Brian Johnson

Personal information
- Nationality: United States
- Born: March 5, 1980 (age 46) Iowa, Louisiana, U.S.
- Home town: Baton Rouge, Louisiana, U.S.
- Height: 6 ft 5 in (1.96 m)
- Weight: 201 lb (91 kg)

Sport
- Sport: Athletics
- Event: Long jump
- Club: Holifield International
- Coached by: Johnny Thomas

Achievements and titles
- Personal bests: Outdoor: 8.52 m (2006) Indoor: 8.28 m (2003)

= Brian Johnson (long jumper) =

American long jumper (born 1980)

Brian Johnson (born March 5, 1980, in Iowa, Louisiana) is an American long jumper.

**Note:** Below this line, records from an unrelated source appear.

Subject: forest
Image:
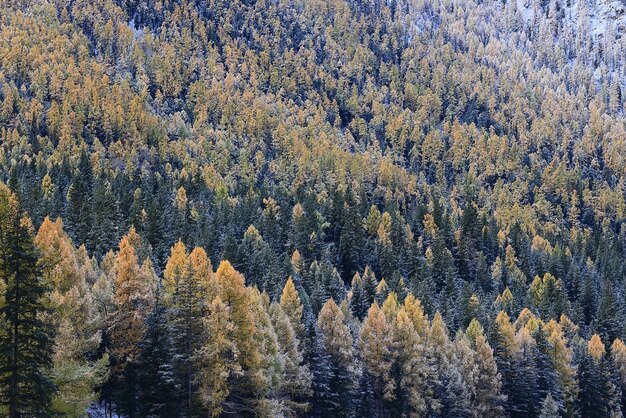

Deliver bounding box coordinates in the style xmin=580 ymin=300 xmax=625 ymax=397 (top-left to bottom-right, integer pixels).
xmin=1 ymin=0 xmax=626 ymax=416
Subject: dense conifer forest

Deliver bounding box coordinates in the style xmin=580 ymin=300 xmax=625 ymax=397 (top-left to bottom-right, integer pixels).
xmin=1 ymin=0 xmax=626 ymax=416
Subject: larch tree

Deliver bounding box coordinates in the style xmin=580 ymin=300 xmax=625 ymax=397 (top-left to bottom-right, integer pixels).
xmin=214 ymin=260 xmax=264 ymax=414
xmin=35 ymin=217 xmax=107 ymax=416
xmin=109 ymin=232 xmax=155 ymax=416
xmin=317 ymin=298 xmax=358 ymax=416
xmin=429 ymin=311 xmax=471 ymax=416
xmin=611 ymin=338 xmax=626 ymax=411
xmin=280 ymin=277 xmax=305 ymax=341
xmin=195 ymin=296 xmax=241 ymax=417
xmin=358 ymin=303 xmax=396 ymax=415
xmin=466 ymin=319 xmax=506 ymax=417
xmin=164 ymin=241 xmax=208 ymax=415
xmin=392 ymin=306 xmax=433 ymax=416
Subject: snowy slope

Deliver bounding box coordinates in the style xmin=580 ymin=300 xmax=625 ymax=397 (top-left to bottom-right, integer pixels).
xmin=516 ymin=0 xmax=626 ymax=37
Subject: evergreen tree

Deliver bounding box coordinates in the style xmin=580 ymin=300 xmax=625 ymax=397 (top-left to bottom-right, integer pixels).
xmin=429 ymin=311 xmax=471 ymax=417
xmin=490 ymin=311 xmax=523 ymax=416
xmin=137 ymin=289 xmax=178 ymax=417
xmin=539 ymin=393 xmax=560 ymax=418
xmin=532 ymin=327 xmax=563 ymax=415
xmin=0 ymin=183 xmax=56 ymax=417
xmin=338 ymin=190 xmax=364 ymax=280
xmin=269 ymin=302 xmax=312 ymax=413
xmin=577 ymin=335 xmax=622 ymax=417
xmin=64 ymin=148 xmax=93 ymax=246
xmin=163 ymin=241 xmax=208 ymax=415
xmin=89 ymin=179 xmax=119 ymax=258
xmin=466 ymin=319 xmax=506 ymax=417
xmin=304 ymin=312 xmax=334 ymax=417
xmin=594 ymin=280 xmax=624 ymax=343
xmin=612 ymin=338 xmax=626 ymax=411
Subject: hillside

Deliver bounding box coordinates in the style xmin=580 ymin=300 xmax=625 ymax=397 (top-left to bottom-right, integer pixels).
xmin=1 ymin=0 xmax=626 ymax=416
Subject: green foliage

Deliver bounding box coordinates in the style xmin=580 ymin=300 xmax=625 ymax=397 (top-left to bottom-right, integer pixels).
xmin=0 ymin=183 xmax=56 ymax=416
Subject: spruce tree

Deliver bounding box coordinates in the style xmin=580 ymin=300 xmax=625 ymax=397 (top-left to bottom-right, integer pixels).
xmin=539 ymin=393 xmax=560 ymax=418
xmin=0 ymin=183 xmax=56 ymax=417
xmin=269 ymin=303 xmax=312 ymax=413
xmin=137 ymin=289 xmax=178 ymax=418
xmin=577 ymin=335 xmax=622 ymax=417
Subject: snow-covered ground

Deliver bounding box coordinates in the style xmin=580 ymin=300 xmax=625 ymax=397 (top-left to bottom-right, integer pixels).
xmin=516 ymin=0 xmax=626 ymax=37
xmin=86 ymin=404 xmax=125 ymax=418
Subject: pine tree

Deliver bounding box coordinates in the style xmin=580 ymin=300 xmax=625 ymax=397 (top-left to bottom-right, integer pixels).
xmin=290 ymin=204 xmax=309 ymax=257
xmin=377 ymin=212 xmax=396 ymax=280
xmin=64 ymin=149 xmax=93 ymax=246
xmin=237 ymin=224 xmax=278 ymax=293
xmin=305 ymin=312 xmax=335 ymax=417
xmin=0 ymin=183 xmax=56 ymax=417
xmin=513 ymin=326 xmax=541 ymax=417
xmin=429 ymin=311 xmax=471 ymax=417
xmin=361 ymin=266 xmax=378 ymax=315
xmin=489 ymin=311 xmax=521 ymax=417
xmin=531 ymin=326 xmax=563 ymax=416
xmin=247 ymin=288 xmax=283 ymax=416
xmin=350 ymin=272 xmax=366 ymax=320
xmin=89 ymin=179 xmax=119 ymax=258
xmin=544 ymin=319 xmax=578 ymax=416
xmin=338 ymin=191 xmax=364 ymax=280
xmin=594 ymin=280 xmax=624 ymax=344
xmin=577 ymin=334 xmax=622 ymax=417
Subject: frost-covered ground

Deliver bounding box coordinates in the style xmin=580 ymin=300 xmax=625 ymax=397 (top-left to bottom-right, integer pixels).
xmin=87 ymin=404 xmax=125 ymax=418
xmin=516 ymin=0 xmax=626 ymax=36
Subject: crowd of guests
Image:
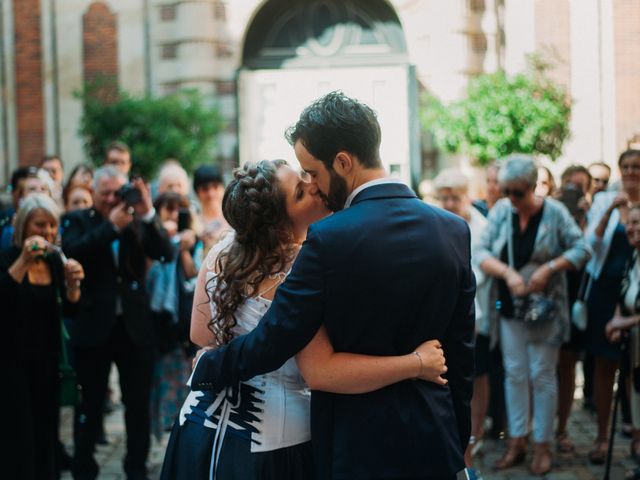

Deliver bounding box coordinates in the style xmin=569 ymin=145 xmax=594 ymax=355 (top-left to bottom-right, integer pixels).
xmin=3 ymin=143 xmax=640 ymax=479
xmin=0 ymin=143 xmax=228 ymax=480
xmin=433 ymin=151 xmax=640 ymax=478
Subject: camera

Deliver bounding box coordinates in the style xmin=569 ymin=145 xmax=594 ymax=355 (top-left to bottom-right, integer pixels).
xmin=115 ymin=183 xmax=142 ymax=206
xmin=177 ymin=208 xmax=191 ymax=232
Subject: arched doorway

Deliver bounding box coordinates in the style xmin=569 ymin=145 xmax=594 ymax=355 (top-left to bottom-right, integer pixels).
xmin=238 ymin=0 xmax=419 ymax=186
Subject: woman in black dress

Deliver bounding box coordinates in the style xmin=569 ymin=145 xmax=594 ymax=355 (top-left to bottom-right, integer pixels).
xmin=0 ymin=194 xmax=84 ymax=479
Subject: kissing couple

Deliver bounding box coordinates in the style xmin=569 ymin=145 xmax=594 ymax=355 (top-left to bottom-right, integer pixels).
xmin=161 ymin=91 xmax=475 ymax=480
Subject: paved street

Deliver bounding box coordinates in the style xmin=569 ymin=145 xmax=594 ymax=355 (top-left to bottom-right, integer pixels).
xmin=472 ymin=410 xmax=636 ymax=479
xmin=59 ymin=375 xmax=637 ymax=480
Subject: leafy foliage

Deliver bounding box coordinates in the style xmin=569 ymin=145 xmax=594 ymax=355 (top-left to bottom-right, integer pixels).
xmin=76 ymin=84 xmax=223 ymax=178
xmin=421 ymin=59 xmax=571 ymax=165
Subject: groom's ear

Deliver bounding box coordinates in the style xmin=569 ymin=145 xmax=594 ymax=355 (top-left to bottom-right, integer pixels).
xmin=333 ymin=151 xmax=355 ymax=175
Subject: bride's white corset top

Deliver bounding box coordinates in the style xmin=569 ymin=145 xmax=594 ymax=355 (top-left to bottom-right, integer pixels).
xmin=191 ymin=274 xmax=312 ymax=452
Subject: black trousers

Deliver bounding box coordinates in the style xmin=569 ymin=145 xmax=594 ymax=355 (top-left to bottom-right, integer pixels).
xmin=72 ymin=319 xmax=154 ymax=479
xmin=5 ymin=353 xmax=59 ymax=479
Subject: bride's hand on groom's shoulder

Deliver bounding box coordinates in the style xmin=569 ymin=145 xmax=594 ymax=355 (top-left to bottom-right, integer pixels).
xmin=192 ymin=345 xmax=215 ymax=369
xmin=415 ymin=340 xmax=448 ymax=386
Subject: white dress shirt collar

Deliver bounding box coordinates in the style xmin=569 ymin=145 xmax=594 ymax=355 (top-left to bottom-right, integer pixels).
xmin=344 ymin=177 xmax=406 ymax=209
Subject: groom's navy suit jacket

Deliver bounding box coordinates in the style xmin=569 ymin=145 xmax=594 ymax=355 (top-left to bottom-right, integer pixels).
xmin=192 ymin=183 xmax=475 ymax=479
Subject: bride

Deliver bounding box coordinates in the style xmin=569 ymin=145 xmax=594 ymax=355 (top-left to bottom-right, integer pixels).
xmin=161 ymin=160 xmax=449 ymax=479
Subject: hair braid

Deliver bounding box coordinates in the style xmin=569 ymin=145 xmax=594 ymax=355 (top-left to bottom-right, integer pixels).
xmin=207 ymin=160 xmax=295 ymax=345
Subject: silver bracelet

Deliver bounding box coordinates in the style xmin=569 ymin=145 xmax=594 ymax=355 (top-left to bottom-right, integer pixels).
xmin=65 ymin=280 xmax=81 ymax=290
xmin=413 ymin=351 xmax=424 ymax=378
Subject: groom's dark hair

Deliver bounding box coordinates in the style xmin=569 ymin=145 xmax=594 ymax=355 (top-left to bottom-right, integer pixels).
xmin=285 ymin=91 xmax=382 ymax=169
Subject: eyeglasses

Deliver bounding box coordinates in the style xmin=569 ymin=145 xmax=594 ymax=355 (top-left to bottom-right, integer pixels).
xmin=502 ymin=188 xmax=528 ymax=199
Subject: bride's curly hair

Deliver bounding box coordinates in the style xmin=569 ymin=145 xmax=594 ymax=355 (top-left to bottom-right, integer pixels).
xmin=207 ymin=160 xmax=297 ymax=345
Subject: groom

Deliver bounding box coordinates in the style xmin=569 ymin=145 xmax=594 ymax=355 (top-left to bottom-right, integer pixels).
xmin=192 ymin=91 xmax=475 ymax=479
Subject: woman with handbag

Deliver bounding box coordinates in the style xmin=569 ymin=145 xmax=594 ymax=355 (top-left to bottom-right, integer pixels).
xmin=0 ymin=194 xmax=84 ymax=479
xmin=475 ymin=155 xmax=590 ymax=476
xmin=584 ymin=149 xmax=640 ymax=463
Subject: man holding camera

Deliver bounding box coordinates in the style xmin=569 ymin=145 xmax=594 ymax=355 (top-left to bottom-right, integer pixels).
xmin=62 ymin=166 xmax=173 ymax=480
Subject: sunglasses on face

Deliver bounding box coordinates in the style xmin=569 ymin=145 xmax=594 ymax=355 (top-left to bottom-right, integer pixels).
xmin=502 ymin=188 xmax=528 ymax=199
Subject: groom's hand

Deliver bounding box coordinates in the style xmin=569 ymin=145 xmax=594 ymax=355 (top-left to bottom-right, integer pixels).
xmin=415 ymin=340 xmax=448 ymax=385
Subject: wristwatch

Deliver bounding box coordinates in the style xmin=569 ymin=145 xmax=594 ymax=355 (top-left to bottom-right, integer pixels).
xmin=547 ymin=259 xmax=558 ymax=273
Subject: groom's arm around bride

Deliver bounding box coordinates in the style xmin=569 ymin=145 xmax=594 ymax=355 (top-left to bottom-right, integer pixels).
xmin=191 ymin=91 xmax=475 ymax=479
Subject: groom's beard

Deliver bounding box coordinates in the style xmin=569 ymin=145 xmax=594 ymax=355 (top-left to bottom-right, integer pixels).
xmin=325 ymin=170 xmax=349 ymax=212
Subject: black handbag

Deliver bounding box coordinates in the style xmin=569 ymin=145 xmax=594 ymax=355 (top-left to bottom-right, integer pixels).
xmin=506 ymin=214 xmax=556 ymax=328
xmin=513 ymin=293 xmax=556 ymax=327
xmin=55 ymin=286 xmax=81 ymax=407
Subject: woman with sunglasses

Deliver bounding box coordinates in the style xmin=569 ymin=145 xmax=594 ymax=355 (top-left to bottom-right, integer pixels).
xmin=584 ymin=149 xmax=640 ymax=463
xmin=475 ymin=155 xmax=589 ymax=476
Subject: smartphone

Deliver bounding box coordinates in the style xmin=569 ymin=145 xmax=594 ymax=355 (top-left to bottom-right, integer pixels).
xmin=177 ymin=208 xmax=191 ymax=232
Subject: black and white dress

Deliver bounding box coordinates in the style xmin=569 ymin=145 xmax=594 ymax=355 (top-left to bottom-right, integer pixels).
xmin=160 ymin=246 xmax=312 ymax=480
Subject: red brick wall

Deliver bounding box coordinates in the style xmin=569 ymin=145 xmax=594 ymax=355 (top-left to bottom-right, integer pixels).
xmin=613 ymin=0 xmax=640 ymax=152
xmin=13 ymin=0 xmax=45 ymax=166
xmin=534 ymin=0 xmax=571 ymax=92
xmin=83 ymin=2 xmax=119 ymax=99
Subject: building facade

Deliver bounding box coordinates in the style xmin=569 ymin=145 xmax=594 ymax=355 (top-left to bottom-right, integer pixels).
xmin=0 ymin=0 xmax=639 ymax=184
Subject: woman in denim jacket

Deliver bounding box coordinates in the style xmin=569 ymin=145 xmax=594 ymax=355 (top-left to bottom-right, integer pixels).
xmin=475 ymin=155 xmax=590 ymax=476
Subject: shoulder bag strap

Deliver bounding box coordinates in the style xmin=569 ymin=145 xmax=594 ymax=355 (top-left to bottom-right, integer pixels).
xmin=54 ymin=283 xmax=72 ymax=369
xmin=506 ymin=206 xmax=515 ymax=269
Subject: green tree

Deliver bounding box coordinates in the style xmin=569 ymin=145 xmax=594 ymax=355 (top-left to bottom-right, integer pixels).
xmin=421 ymin=57 xmax=571 ymax=165
xmin=76 ymin=84 xmax=223 ymax=178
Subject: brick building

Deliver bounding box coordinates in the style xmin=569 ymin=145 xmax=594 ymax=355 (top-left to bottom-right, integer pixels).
xmin=0 ymin=0 xmax=638 ymax=184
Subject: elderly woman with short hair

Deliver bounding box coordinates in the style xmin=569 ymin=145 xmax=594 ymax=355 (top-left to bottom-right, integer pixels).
xmin=475 ymin=155 xmax=590 ymax=476
xmin=0 ymin=194 xmax=84 ymax=479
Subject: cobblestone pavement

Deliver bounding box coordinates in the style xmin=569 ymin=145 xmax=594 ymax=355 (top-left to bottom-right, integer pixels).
xmin=59 ymin=389 xmax=637 ymax=480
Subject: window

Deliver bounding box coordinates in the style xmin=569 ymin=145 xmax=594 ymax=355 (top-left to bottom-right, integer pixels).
xmin=469 ymin=0 xmax=485 ymax=12
xmin=470 ymin=33 xmax=487 ymax=53
xmin=160 ymin=5 xmax=176 ymax=22
xmin=213 ymin=2 xmax=226 ymax=21
xmin=216 ymin=80 xmax=235 ymax=95
xmin=162 ymin=44 xmax=178 ymax=60
xmin=162 ymin=82 xmax=180 ymax=94
xmin=215 ymin=43 xmax=233 ymax=58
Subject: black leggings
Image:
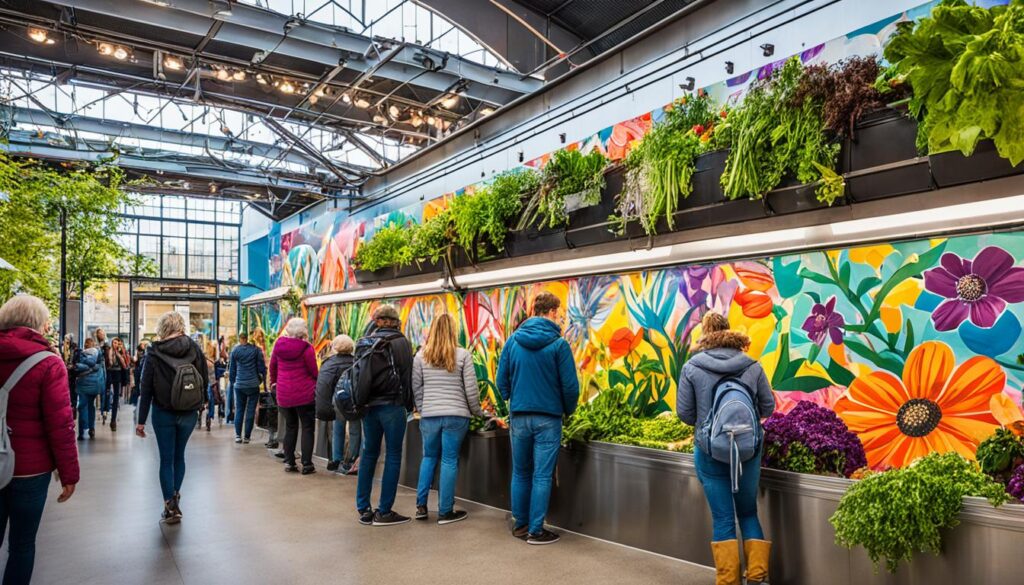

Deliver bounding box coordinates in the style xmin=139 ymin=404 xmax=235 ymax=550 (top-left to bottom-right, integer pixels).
xmin=281 ymin=404 xmax=315 ymax=467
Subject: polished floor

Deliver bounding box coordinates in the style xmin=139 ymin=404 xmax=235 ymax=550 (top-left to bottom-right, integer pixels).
xmin=22 ymin=417 xmax=714 ymax=585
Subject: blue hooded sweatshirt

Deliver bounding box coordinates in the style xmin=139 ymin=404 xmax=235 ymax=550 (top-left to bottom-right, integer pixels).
xmin=75 ymin=347 xmax=106 ymax=397
xmin=497 ymin=316 xmax=579 ymax=417
xmin=229 ymin=343 xmax=266 ymax=389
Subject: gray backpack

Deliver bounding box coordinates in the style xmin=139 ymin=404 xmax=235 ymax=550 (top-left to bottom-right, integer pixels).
xmin=0 ymin=351 xmax=57 ymax=490
xmin=694 ymin=365 xmax=761 ymax=493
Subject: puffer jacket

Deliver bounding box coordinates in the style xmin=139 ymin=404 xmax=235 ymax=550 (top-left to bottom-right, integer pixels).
xmin=0 ymin=327 xmax=80 ymax=486
xmin=229 ymin=342 xmax=266 ymax=389
xmin=413 ymin=348 xmax=485 ymax=419
xmin=269 ymin=336 xmax=318 ymax=408
xmin=497 ymin=317 xmax=579 ymax=417
xmin=315 ymin=353 xmax=353 ymax=420
xmin=676 ymin=332 xmax=775 ymax=427
xmin=75 ymin=348 xmax=106 ymax=396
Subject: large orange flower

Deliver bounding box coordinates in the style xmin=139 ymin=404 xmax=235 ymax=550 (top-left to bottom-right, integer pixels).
xmin=833 ymin=341 xmax=1005 ymax=469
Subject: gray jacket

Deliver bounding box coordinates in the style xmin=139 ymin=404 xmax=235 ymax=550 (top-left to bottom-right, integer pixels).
xmin=412 ymin=348 xmax=485 ymax=419
xmin=676 ymin=348 xmax=775 ymax=427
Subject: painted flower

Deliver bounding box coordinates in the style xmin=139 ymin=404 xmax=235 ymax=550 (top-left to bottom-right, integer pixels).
xmin=834 ymin=341 xmax=1005 ymax=469
xmin=773 ymin=385 xmax=845 ymax=415
xmin=734 ymin=289 xmax=773 ymax=319
xmin=802 ymin=296 xmax=845 ymax=346
xmin=608 ymin=328 xmax=644 ymax=360
xmin=923 ymin=246 xmax=1024 ymax=331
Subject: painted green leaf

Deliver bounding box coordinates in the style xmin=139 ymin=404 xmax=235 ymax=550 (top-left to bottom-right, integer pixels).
xmin=774 ymin=376 xmax=834 ymax=392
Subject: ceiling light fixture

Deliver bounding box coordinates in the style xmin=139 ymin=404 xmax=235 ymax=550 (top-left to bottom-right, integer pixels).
xmin=97 ymin=42 xmax=114 ymax=56
xmin=256 ymin=73 xmax=267 ymax=84
xmin=232 ymin=70 xmax=245 ymax=81
xmin=387 ymin=104 xmax=401 ymax=120
xmin=216 ymin=68 xmax=230 ymax=81
xmin=27 ymin=27 xmax=51 ymax=44
xmin=410 ymin=113 xmax=423 ymax=127
xmin=372 ymin=113 xmax=387 ymax=124
xmin=308 ymin=95 xmax=319 ymax=105
xmin=163 ymin=55 xmax=183 ymax=70
xmin=425 ymin=115 xmax=436 ymax=126
xmin=341 ymin=92 xmax=352 ymax=104
xmin=314 ymin=86 xmax=325 ymax=98
xmin=480 ymin=107 xmax=495 ymax=116
xmin=113 ymin=46 xmax=129 ymax=60
xmin=354 ymin=97 xmax=370 ymax=109
xmin=279 ymin=80 xmax=295 ymax=94
xmin=441 ymin=94 xmax=458 ymax=109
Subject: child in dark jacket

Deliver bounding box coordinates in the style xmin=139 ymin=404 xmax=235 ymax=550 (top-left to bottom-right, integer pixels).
xmin=315 ymin=335 xmax=359 ymax=473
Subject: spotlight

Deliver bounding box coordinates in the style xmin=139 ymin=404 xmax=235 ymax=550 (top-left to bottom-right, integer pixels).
xmin=410 ymin=113 xmax=423 ymax=127
xmin=372 ymin=114 xmax=386 ymax=124
xmin=559 ymin=133 xmax=566 ymax=144
xmin=440 ymin=94 xmax=458 ymax=109
xmin=341 ymin=93 xmax=352 ymax=104
xmin=164 ymin=55 xmax=183 ymax=71
xmin=518 ymin=151 xmax=524 ymax=163
xmin=232 ymin=70 xmax=245 ymax=81
xmin=314 ymin=86 xmax=325 ymax=97
xmin=279 ymin=80 xmax=295 ymax=94
xmin=480 ymin=107 xmax=494 ymax=116
xmin=354 ymin=97 xmax=370 ymax=109
xmin=425 ymin=115 xmax=436 ymax=126
xmin=216 ymin=68 xmax=230 ymax=81
xmin=97 ymin=42 xmax=114 ymax=56
xmin=725 ymin=61 xmax=734 ymax=74
xmin=113 ymin=46 xmax=129 ymax=60
xmin=256 ymin=74 xmax=268 ymax=84
xmin=761 ymin=43 xmax=775 ymax=57
xmin=209 ymin=183 xmax=218 ymax=193
xmin=308 ymin=95 xmax=318 ymax=105
xmin=679 ymin=76 xmax=695 ymax=91
xmin=388 ymin=104 xmax=401 ymax=119
xmin=27 ymin=27 xmax=50 ymax=44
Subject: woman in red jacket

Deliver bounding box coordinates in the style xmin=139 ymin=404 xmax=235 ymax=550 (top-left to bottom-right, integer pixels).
xmin=0 ymin=295 xmax=79 ymax=584
xmin=269 ymin=318 xmax=319 ymax=475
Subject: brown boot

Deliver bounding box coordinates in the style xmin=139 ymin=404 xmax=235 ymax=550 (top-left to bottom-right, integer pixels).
xmin=710 ymin=539 xmax=741 ymax=585
xmin=744 ymin=539 xmax=771 ymax=584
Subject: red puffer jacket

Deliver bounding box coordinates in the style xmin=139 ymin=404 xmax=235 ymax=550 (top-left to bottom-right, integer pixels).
xmin=268 ymin=336 xmax=318 ymax=408
xmin=0 ymin=327 xmax=80 ymax=486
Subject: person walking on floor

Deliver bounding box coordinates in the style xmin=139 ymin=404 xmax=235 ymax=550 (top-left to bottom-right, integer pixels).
xmin=107 ymin=337 xmax=130 ymax=432
xmin=497 ymin=292 xmax=579 ymax=545
xmin=95 ymin=328 xmax=111 ymax=424
xmin=413 ymin=313 xmax=485 ymax=525
xmin=220 ymin=336 xmax=234 ymax=425
xmin=230 ymin=331 xmax=266 ymax=444
xmin=314 ymin=335 xmax=361 ymax=474
xmin=0 ymin=295 xmax=80 ymax=585
xmin=136 ymin=311 xmax=209 ymax=524
xmin=203 ymin=340 xmax=224 ymax=431
xmin=62 ymin=334 xmax=80 ymax=419
xmin=677 ymin=312 xmax=775 ymax=585
xmin=74 ymin=339 xmax=105 ymax=440
xmin=130 ymin=341 xmax=148 ymax=406
xmin=355 ymin=305 xmax=414 ymax=527
xmin=268 ymin=318 xmax=319 ymax=474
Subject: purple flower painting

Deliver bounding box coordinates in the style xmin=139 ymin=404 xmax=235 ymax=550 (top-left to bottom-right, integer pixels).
xmin=802 ymin=296 xmax=844 ymax=346
xmin=923 ymin=246 xmax=1024 ymax=331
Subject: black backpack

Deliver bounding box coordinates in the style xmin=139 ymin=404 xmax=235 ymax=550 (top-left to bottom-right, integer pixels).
xmin=333 ymin=333 xmax=402 ymax=420
xmin=151 ymin=345 xmax=205 ymax=411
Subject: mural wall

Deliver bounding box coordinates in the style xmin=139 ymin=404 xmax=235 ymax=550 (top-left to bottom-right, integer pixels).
xmin=309 ymin=231 xmax=1024 ymax=470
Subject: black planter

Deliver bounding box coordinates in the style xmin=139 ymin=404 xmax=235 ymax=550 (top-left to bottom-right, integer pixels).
xmin=673 ymin=149 xmax=765 ymax=230
xmin=930 ymin=139 xmax=1024 ymax=188
xmin=505 ymin=225 xmax=567 ymax=257
xmin=353 ymin=267 xmax=392 ymax=284
xmin=394 ymin=259 xmax=442 ymax=279
xmin=764 ymin=179 xmax=829 ymax=215
xmin=845 ymin=108 xmax=932 ymax=202
xmin=564 ymin=165 xmax=627 ymax=249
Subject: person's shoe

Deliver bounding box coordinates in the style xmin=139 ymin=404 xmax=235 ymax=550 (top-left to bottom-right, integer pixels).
xmin=234 ymin=436 xmax=242 ymax=444
xmin=526 ymin=529 xmax=561 ymax=545
xmin=110 ymin=421 xmax=117 ymax=432
xmin=512 ymin=525 xmax=529 ymax=540
xmin=274 ymin=451 xmax=286 ymax=459
xmin=284 ymin=464 xmax=299 ymax=473
xmin=88 ymin=429 xmax=95 ymax=439
xmin=358 ymin=508 xmax=374 ymax=526
xmin=205 ymin=420 xmax=211 ymax=432
xmin=415 ymin=505 xmax=428 ymax=520
xmin=372 ymin=511 xmax=411 ymax=526
xmin=743 ymin=539 xmax=771 ymax=585
xmin=264 ymin=440 xmax=279 ymax=449
xmin=226 ymin=418 xmax=234 ymax=425
xmin=301 ymin=464 xmax=316 ymax=475
xmin=162 ymin=501 xmax=180 ymax=525
xmin=172 ymin=492 xmax=183 ymax=518
xmin=326 ymin=460 xmax=340 ymax=472
xmin=437 ymin=510 xmax=468 ymax=525
xmin=710 ymin=539 xmax=741 ymax=585
xmin=101 ymin=413 xmax=107 ymax=424
xmin=242 ymin=438 xmax=250 ymax=444
xmin=77 ymin=435 xmax=84 ymax=441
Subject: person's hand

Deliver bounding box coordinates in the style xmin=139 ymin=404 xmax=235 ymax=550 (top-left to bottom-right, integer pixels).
xmin=135 ymin=424 xmax=146 ymax=438
xmin=58 ymin=483 xmax=75 ymax=503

Johnson is a 2003 NCAA indoor champion, a 2006 U.S. outdoor long jump champion, and a two-time U.S. indoor champion (2005 and 2006). He posted a personal best of 8.33 metres by placing second in the men's long jump at an international meet in Fort-de-France, Martinique. Johnson also won a silver medal for his category at the 2007 IAAF World Athletics Final in Stuttgart, Germany, with a best jump of 8.16 metres.

Johnson earned a spot on the U.S. team for the 2008 Summer Olympics in Beijing, by placing second at the U.S. Olympic Trials in Eugene, Oregon, with a best jump of 8.30 metres (27–2.75 ft). He competed as a member of U.S. track and field team in the men's long jump, along with his teammates Miguel Pate and Trevell Quinley. Johnson performed the best jump at 7.79 metres from his second attempt, but fell short in his bid for the final, as he placed twenty-second overall in the qualifying rounds.

Johnson currently resides in Baton Rouge, Louisiana, where he works as an assistant track and field coach at Southern University. Johnson was also an athlete for the Southern Jaguars track and field team, where he won the 2003 long jump at the NCAA Division I Indoor Track and Field Championships with a jump of 8.28 meters.

Johnson was also an All-American sprinter in college, finishing 5th in the 100 meters at the 2002 NCAA Division I Outdoor Track and Field Championships.